Schober pointed to a section of the stone near a window on the second level that had been painted brown. All of those areas will get the paint stripped off and will be restored to their original state. Sections of trim will be painted green, which was the original color on the building.
Schultheis noted that next to the original bullnose profile of the building, it is noticeable how pieces of stone came off.
“This is a guess but the evidence I see is somebody came with a chisel and a hammer years ago and knocked off the face so the stone wouldn’t be falling on top of people,” he said.
The project is just as much about reversing previous work as it is to repair and replace porous stone that captures water, and has gone through years of freeze and thaw cycles.
“It’s been repaired and patched piecemeal with different colors and materials,” Schultheis said. “We are putting it back the way it’s supposed to be.”

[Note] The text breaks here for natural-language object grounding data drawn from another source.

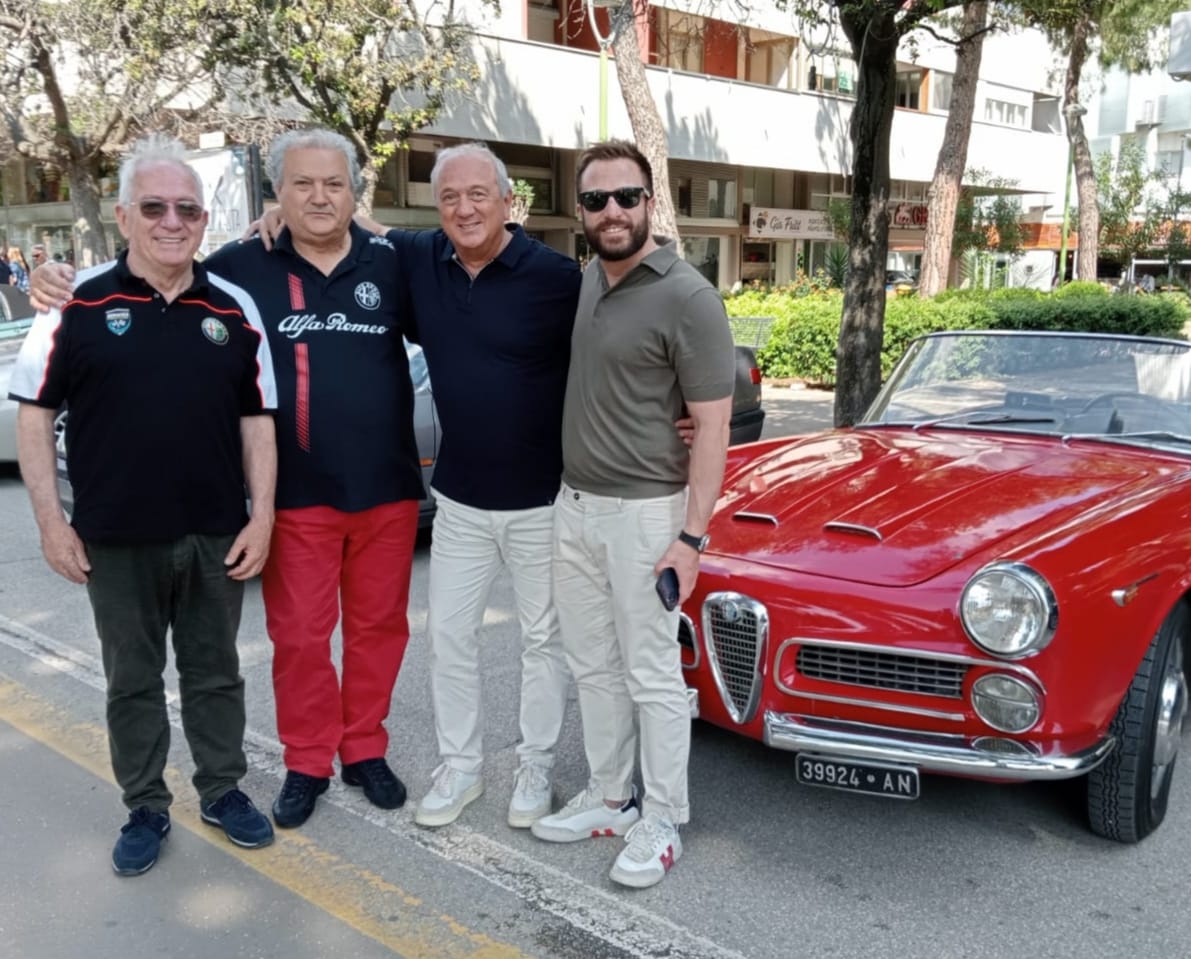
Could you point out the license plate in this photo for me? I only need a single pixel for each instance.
(874, 778)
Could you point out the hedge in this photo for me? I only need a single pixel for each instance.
(800, 342)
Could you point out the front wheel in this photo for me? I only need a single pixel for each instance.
(1127, 794)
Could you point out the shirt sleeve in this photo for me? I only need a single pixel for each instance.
(41, 374)
(706, 356)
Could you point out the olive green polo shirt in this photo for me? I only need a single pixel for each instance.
(638, 352)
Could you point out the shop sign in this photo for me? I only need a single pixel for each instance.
(910, 216)
(790, 224)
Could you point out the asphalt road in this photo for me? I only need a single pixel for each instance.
(771, 870)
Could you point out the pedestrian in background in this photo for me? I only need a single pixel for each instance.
(161, 361)
(18, 267)
(650, 340)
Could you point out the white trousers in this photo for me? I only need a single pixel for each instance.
(622, 645)
(468, 548)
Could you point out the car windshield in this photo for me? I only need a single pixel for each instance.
(1117, 387)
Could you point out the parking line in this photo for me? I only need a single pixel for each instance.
(604, 922)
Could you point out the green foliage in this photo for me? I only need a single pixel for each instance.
(805, 330)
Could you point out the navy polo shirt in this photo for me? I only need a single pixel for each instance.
(344, 394)
(156, 392)
(497, 347)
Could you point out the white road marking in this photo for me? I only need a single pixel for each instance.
(611, 919)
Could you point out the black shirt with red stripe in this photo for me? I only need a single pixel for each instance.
(156, 392)
(344, 394)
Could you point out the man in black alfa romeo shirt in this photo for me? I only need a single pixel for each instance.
(167, 373)
(332, 299)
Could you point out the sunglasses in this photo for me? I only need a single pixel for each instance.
(593, 200)
(186, 210)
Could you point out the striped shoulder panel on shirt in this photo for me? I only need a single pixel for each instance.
(33, 361)
(264, 377)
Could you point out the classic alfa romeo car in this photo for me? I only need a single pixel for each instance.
(987, 577)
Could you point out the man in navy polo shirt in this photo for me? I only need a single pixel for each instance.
(493, 310)
(167, 373)
(332, 298)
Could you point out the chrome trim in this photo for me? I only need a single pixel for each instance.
(929, 752)
(759, 517)
(694, 641)
(839, 527)
(1033, 580)
(716, 601)
(871, 647)
(934, 714)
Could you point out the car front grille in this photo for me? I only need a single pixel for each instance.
(737, 631)
(883, 671)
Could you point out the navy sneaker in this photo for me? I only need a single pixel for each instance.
(139, 841)
(381, 786)
(242, 821)
(297, 798)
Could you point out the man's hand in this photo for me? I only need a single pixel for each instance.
(686, 564)
(269, 226)
(250, 549)
(64, 552)
(50, 286)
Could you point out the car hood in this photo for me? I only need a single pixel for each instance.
(895, 508)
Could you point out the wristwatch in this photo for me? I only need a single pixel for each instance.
(698, 543)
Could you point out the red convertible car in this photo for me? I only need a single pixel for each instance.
(987, 577)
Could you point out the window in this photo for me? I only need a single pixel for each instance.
(1004, 112)
(703, 254)
(941, 91)
(767, 60)
(722, 198)
(905, 92)
(680, 42)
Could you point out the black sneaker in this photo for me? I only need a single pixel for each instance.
(242, 821)
(297, 798)
(139, 841)
(381, 786)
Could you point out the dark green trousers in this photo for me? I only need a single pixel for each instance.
(138, 595)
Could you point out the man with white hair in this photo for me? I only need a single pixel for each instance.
(161, 362)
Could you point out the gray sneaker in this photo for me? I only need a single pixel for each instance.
(450, 792)
(586, 816)
(532, 796)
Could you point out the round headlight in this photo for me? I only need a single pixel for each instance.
(1009, 610)
(1005, 703)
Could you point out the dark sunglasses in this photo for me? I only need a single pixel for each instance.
(593, 200)
(186, 210)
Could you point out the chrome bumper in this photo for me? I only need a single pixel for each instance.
(929, 753)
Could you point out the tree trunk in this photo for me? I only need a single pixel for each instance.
(858, 378)
(943, 195)
(647, 123)
(89, 236)
(1085, 167)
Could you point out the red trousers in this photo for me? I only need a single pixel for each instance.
(320, 556)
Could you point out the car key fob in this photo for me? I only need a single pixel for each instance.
(667, 587)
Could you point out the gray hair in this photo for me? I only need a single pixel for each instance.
(154, 150)
(479, 150)
(316, 138)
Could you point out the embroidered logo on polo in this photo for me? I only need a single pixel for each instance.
(214, 331)
(368, 296)
(118, 321)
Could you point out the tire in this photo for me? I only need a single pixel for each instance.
(1127, 794)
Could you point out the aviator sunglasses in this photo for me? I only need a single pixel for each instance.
(186, 210)
(593, 200)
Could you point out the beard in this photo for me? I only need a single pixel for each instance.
(625, 247)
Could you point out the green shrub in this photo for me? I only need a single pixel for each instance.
(805, 330)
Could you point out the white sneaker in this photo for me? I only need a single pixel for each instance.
(586, 816)
(652, 848)
(532, 796)
(450, 792)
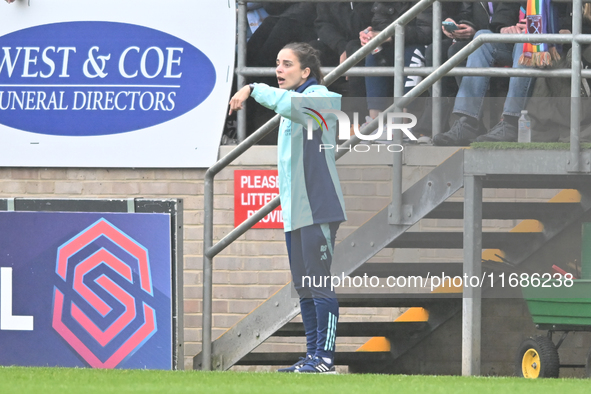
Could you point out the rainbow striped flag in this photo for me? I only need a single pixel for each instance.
(541, 19)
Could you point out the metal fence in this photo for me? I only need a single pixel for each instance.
(432, 79)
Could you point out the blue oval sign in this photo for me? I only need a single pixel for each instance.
(98, 78)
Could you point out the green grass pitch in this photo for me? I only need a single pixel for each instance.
(87, 381)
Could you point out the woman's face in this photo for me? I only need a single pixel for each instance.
(289, 72)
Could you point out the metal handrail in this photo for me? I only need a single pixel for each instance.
(395, 29)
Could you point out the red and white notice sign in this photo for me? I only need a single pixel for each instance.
(253, 189)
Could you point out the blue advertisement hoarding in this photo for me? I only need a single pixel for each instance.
(85, 290)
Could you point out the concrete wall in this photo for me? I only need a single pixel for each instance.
(254, 267)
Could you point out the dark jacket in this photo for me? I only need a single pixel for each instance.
(506, 14)
(418, 31)
(337, 24)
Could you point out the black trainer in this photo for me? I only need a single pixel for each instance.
(300, 363)
(502, 132)
(462, 133)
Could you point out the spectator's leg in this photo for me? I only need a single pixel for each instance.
(519, 90)
(471, 93)
(472, 90)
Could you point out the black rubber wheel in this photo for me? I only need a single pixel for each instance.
(537, 357)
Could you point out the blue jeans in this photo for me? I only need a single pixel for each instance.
(470, 97)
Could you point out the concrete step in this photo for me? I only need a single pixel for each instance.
(455, 240)
(423, 300)
(341, 358)
(507, 210)
(383, 270)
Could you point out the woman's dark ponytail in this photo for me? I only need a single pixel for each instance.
(308, 57)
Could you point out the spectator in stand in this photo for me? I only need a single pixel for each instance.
(508, 19)
(470, 18)
(286, 23)
(338, 26)
(470, 98)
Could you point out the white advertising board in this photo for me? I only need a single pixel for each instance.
(114, 83)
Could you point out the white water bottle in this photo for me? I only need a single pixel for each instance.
(524, 130)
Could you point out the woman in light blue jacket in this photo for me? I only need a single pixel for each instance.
(309, 189)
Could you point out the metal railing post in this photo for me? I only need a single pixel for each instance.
(207, 272)
(436, 91)
(395, 209)
(241, 63)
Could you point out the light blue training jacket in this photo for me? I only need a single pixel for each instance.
(309, 186)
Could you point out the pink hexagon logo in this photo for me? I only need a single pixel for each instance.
(99, 306)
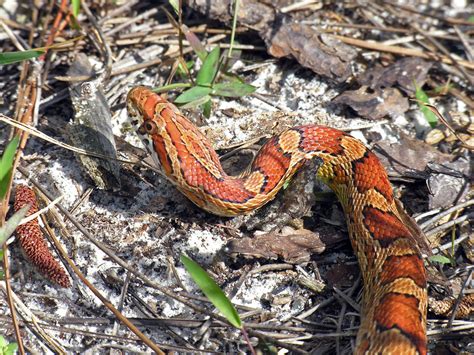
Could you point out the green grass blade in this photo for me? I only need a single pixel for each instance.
(9, 227)
(209, 68)
(193, 94)
(440, 259)
(76, 7)
(422, 98)
(196, 103)
(233, 89)
(175, 5)
(6, 164)
(206, 108)
(13, 57)
(212, 291)
(234, 26)
(195, 43)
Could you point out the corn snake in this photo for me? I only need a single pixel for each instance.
(394, 303)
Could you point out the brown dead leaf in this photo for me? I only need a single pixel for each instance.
(323, 54)
(293, 246)
(376, 104)
(408, 155)
(341, 275)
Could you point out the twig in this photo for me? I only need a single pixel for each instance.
(445, 213)
(104, 300)
(379, 47)
(443, 50)
(11, 305)
(461, 294)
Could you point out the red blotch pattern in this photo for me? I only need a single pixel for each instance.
(406, 266)
(401, 311)
(320, 139)
(272, 163)
(370, 174)
(384, 226)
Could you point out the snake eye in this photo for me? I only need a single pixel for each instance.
(147, 128)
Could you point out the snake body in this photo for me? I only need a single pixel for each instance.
(394, 303)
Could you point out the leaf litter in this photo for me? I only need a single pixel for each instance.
(149, 224)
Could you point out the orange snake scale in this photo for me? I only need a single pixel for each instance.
(394, 303)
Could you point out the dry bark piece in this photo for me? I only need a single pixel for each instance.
(404, 73)
(91, 128)
(445, 307)
(32, 241)
(321, 53)
(448, 183)
(408, 156)
(374, 105)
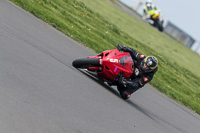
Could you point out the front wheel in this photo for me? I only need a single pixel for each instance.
(86, 62)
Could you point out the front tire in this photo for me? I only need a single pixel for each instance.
(86, 62)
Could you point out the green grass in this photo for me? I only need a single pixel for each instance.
(99, 25)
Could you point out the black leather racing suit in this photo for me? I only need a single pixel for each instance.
(139, 78)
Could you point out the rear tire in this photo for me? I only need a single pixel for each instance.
(86, 62)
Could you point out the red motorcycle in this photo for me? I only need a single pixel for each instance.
(109, 65)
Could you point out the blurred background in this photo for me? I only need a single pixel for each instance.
(181, 19)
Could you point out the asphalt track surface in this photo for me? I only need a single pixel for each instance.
(40, 91)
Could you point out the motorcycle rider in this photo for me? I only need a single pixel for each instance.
(148, 10)
(145, 68)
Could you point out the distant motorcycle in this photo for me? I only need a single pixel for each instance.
(109, 65)
(156, 20)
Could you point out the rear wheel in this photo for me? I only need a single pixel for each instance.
(86, 62)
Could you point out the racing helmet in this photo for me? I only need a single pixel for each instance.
(149, 63)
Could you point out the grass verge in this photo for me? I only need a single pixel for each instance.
(100, 26)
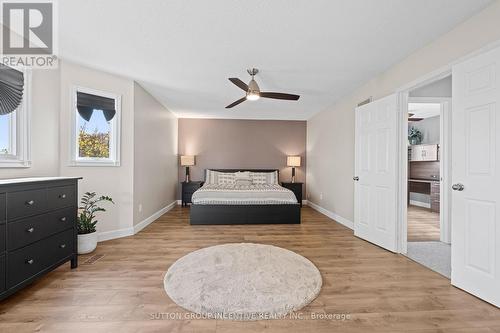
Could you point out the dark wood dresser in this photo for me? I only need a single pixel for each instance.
(37, 229)
(296, 188)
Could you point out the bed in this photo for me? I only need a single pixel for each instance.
(223, 200)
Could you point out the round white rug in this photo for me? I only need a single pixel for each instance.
(242, 281)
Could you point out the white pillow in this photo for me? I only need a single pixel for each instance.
(261, 178)
(225, 178)
(242, 175)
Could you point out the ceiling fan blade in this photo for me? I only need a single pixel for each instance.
(289, 97)
(236, 103)
(240, 84)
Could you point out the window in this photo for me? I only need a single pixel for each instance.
(14, 127)
(96, 128)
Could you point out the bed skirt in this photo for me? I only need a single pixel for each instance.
(245, 214)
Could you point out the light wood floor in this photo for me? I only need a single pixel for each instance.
(423, 225)
(123, 291)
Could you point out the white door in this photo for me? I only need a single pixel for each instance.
(475, 217)
(375, 172)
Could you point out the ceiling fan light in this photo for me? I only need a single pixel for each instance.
(253, 96)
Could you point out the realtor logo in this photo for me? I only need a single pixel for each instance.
(28, 29)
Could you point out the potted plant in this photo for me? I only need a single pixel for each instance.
(414, 136)
(86, 222)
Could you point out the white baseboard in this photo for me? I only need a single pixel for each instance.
(333, 216)
(144, 223)
(420, 204)
(113, 234)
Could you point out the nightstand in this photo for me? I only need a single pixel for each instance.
(188, 189)
(296, 188)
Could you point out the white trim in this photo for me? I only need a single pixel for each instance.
(420, 204)
(21, 130)
(337, 218)
(125, 232)
(113, 234)
(445, 171)
(115, 132)
(144, 223)
(445, 143)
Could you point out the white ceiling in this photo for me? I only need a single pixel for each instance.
(183, 51)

The cornice atop the building and the east side have taken the biggest beating in terms of weather and exposure. The highest points of the opera house where the arches are located will be the most intricate work, Schultheis and Schober noted.
“It’s in worse shape at the top because generally speaking, the further up you go, it’s getting more wind, it’s getting more water coming off the roof,” Schober said. “This project had to happen.”
Piecing together history
He said Summit crews will investigate how the opera house was built by removing section of stones.
Willoughby J. Edbrooke designed the Wheeler Opera House, which has elements of Italianate and Romanesque Revival architectural styles.
It is one of two buildings named after early developer Jerome B. Wheeler, who later went bankrupt and the city acquired it due to a tax default.
At the time it was built, the closest performing arts and cultural facility was in Denver.
“When it opened its doors on April 24, 1889, the building symbolized prestige, progress and culture for the citizens of Aspen,” wrote modernist architect Harry Weese in a master plan for restoration and renovation of the building in 1979. “Indications of its future prominent position in the city’s civic and social life were apparent even before the building was finished. Journalists said ‘it will be an ornament to the city.’”
And while it suffered two fires in 1912 and fell into disrepair a few decades later, it has served as Aspen’s crown jewel and premiere performing arts space since the town’s revival in the late 1940s.
But it’s been dark for over a year since the COVID-19 pandemic hit Aspen in March 2020.
City officials agreed to accelerate the $2 million restoration project, which was planned in phases over several years, while the opera house remains empty.
Schober said the scaffolding on the east side of the building, facing Mill Street, is scheduled to come down by the end of May.
That side has seen significant wear and tear as well, and had become a life safety issue as pieces of stone were loose and had the potential of falling on people walking on the sidewalk below.
The south side, facing Hyman Avenue where the entrance to the opera house is located, will have scaffolding surrounding it until the fall.
When the Wheeler reopens, possibly by May, the project will not hinder operations, Schober said.
Once the scaffolding is removed, the large pieces of stone will be set in place. That’s 19 on the east side and 10 on the south portion of the building.
Summit has done historic restoration throughout the intermountain west on iconic structures like cathedrals, mausoleums and train depots and is the preferred contractor for the Colorado Historical Society.
But even with their expertise, the project’s scope is no guarantee given the complexity and age of the historically designated building.
“There’s still a lot of risk because every time he pulls a stone we don’t know,” said Schober. “There’s still a considerable amount of risk for both schedule and budget and it won’t change until we’re done.”